[cairo] Cairo status update (new PostScript stuff and more)

Thu Apr 6 15:36:59 PDT 2006

The cairo list has been too quiet lately. I'm changing that now with
this (longish) message, and likely several follow ups to sub-pieces of
it.

Some of that has been due to people just being heads-down and
coding[1], and some of it has been due to people being off doing
interesting things. For instance, I attended LGM[1] recently which was
very productive. I had some very encouraging discussions with folks
from Xara[2], Inkscape, and Scribus[3]. All three of those projects
are quite interested in cairo's PDF export capability, (or interested
in seeing that capability appear soon).

Similarly, we've already seen users quite disappointed with the PS/PDF
output from currently released versions. Such as the question that I'm
replying to with this mail:

> On 3/31/06, rush ta <anjutagtk at gmail.com> wrote:
> > hi martin...
> >
> > I wanna use cairo to generate PS presentaions..
> > When i use linear gradient to fill rectangles..
> > the file size dramatically increases to about 60 MB for A4 size document..
> > I have used version 1.0.2 ... has anything changed in 1.0.4
> > also when is the probable date for making PS support complete..

The short answer is that the PostScript backend was quite broken in
1.0.2, (and didn't change much in 1.0.4).
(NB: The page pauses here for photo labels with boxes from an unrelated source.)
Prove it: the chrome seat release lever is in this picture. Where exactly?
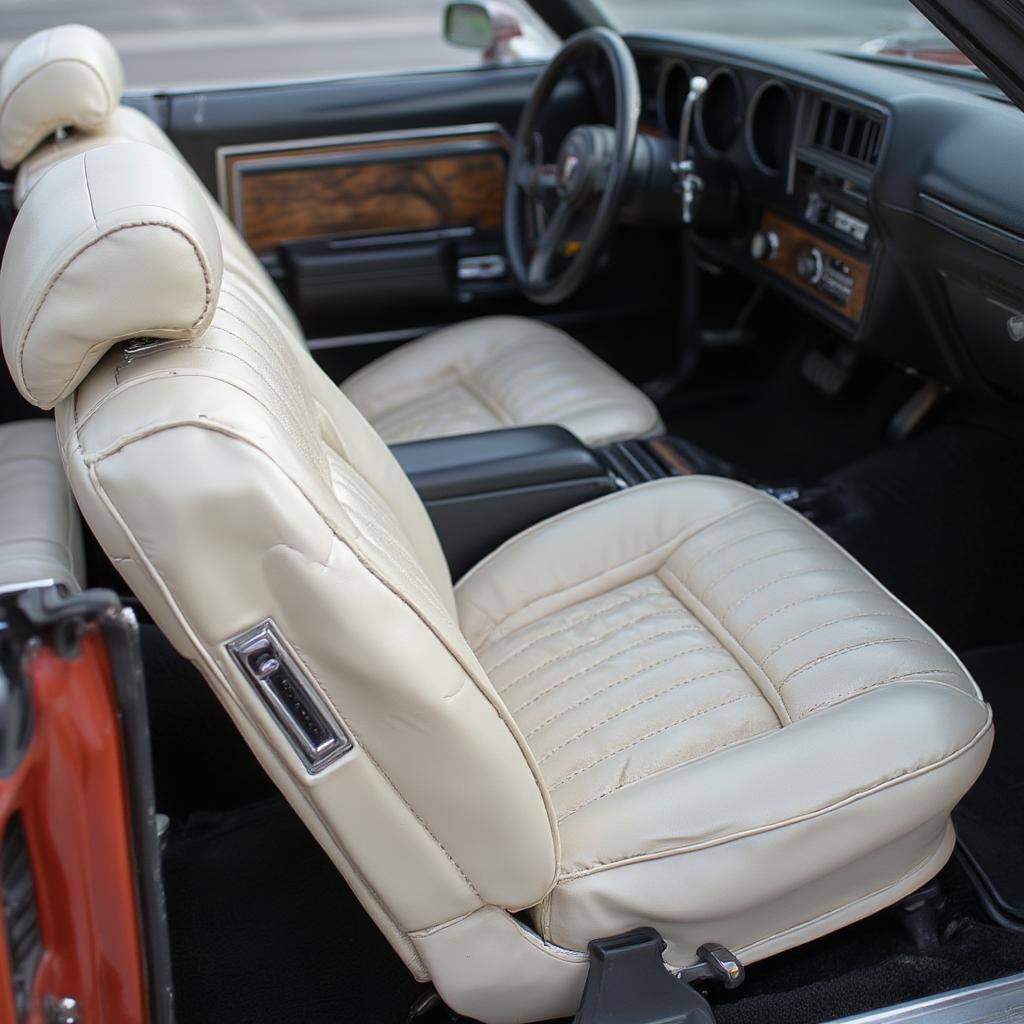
[672,75,708,224]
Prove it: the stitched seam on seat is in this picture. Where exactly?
[687,544,821,604]
[685,528,798,587]
[758,611,913,668]
[476,577,657,673]
[721,565,860,620]
[736,588,880,643]
[558,712,992,883]
[658,562,793,728]
[492,607,700,710]
[802,669,970,718]
[526,669,745,765]
[549,693,764,794]
[509,627,723,718]
[468,492,762,646]
[459,375,516,427]
[778,637,933,692]
[526,647,742,739]
[558,712,765,824]
[741,835,949,953]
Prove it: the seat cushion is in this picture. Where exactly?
[457,477,991,964]
[342,316,664,444]
[0,420,85,590]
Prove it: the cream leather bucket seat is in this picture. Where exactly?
[0,25,664,445]
[0,144,992,1024]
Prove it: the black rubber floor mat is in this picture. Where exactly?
[953,644,1024,926]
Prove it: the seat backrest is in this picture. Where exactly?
[0,25,302,340]
[0,143,558,977]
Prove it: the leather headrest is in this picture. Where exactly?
[0,25,125,170]
[0,142,222,409]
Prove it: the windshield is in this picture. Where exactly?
[598,0,974,70]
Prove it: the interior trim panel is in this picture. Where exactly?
[216,124,510,253]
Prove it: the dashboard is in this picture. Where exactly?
[627,36,1024,398]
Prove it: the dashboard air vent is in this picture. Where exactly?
[812,98,884,167]
[0,814,43,1021]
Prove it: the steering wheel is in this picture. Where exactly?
[505,29,640,305]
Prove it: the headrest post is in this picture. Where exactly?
[0,25,125,170]
[0,142,223,409]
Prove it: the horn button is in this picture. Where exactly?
[555,125,615,207]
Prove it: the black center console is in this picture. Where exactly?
[391,426,621,580]
[391,426,749,580]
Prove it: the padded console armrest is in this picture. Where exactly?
[391,427,606,501]
[391,426,616,579]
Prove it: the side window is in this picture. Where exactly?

It sometimes gives the wrong
answer, and (I hadn't realized this until recently) the code it had
for compressing images included as fallbacks was not properly enabled.

The answer for when PostScript/PDF support will be more complete is
when the 1.2 release of cairo happens. I'm hesitant to announce dates
because I've already missed every date I've suggested before. :(

But, there has been some tremendous progress on this front recently,
and I really hope to have the 1.2 release out the door by the end of
April.

Here is some of the progress that has been happening:

 * Alexander Larsson provided code to compress images properly once
   again. His fixes also added ASCII encoding of the images rather
   than binary, which provides much better portability. It also uses
   LZW rather than Flate compression which means that cairo now
   requires only a LanguageLevel 2 rather than a LanguageLevel 3
   implementation of PostScript. This also improves portability of the
   resulting files.

 * Keith Packard wrote a new "analysis surface", (which was on the
   ps-surface branch in git). I've now improved this quite a bit and
   merged it into mainline cairo.

I'd like to summarize the current status now that the analysis surface
is in place. The short story is that compared to the 1.0 series, the
current code should have the following improvements:

 + Better output fidelity

   Now, the output should always be correct, (in 1.0 there were
   various things one could attempt to draw for which cairo would just
   give a garbage result).

 + Smaller files when fallbacks are involved

   When cairo does resort to image fallbacks, the resulting files
   should now be much smaller, (since the image compression was
   missing/broken in cairo 1.0).

There are still a couple of potential regressions compared to the
quality of the PostScript output in cairo 1.0:

 - We might be using fallbacks more than strictly necessary

 - Font support isn't there just now, (text is being output as paths)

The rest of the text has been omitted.